"IBM Neural Network Chips Make Everything Obsolete" blared the headline. In the April 4, 1988, InfoWorks, columnist John Gantz blew the lid off IBM's new strategy for eliminating the need for programmers with trainable neural network computers.
Of course, it was an April Fools' gag. You just knew it had to be, even though it was three days late for April Fools', because Gantz is too skeptical to fall for such wild claims. Sort of like DDJ readers. When it comes to choosing between blue-sky prognostication and solidly grounded technique, DDJ readers typically put ground over sky.
So, why (in an informal survey I conducted last year) was parallel processing the topic most readers wanted to see more of in the magazine? Sort of blue-sky, isn't it? This was hardly a topic of great immediate practical value to a professional programmer, considering how few parallel architecture machines there are.
The trick, I think, is the word "immediate." After all, to a long-distance runner, the only activity of immediate practical value is performing well in races. But no runner spends as much time competing as he or she does practicing and working out. I try to address that need in this column: to point out the new exercise equipment, and (when I can) to give some suggestions for its use.

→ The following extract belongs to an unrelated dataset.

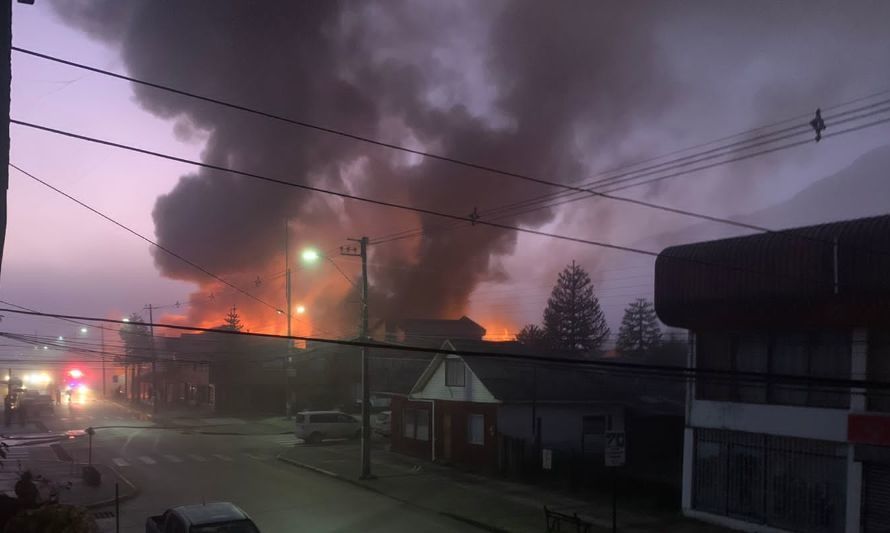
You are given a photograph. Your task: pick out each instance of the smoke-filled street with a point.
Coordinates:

In the first two installments, I touched on (superficially) several programming paradigms: object-oriented programming, logic programming, and communicating sequential processes. Although the intent here is to explore new intellectual tools rather than to develop mastery of familiar ones, I hope to get deeper into each of these and other paradigms in subsequent columns.
This month I'm going to show an algorithm for a new paradigm of programming. But first, I have to talk about current research in cognitive psychology.
Well, first, to show what's entailed in a clash of paradigms. I did graduate work in cognitive psychology a few years ago, and since that time, a new paradigm has come into prominence in that field. This new paradigm challenges some operating assumptions of the field, assumptions that I took seriously back then. I believe that, in the small resolution that is going on today in cognitive psychology, there is a useful example of what happens when paradigms collide-useful because there are programming paradigms on a collision course today.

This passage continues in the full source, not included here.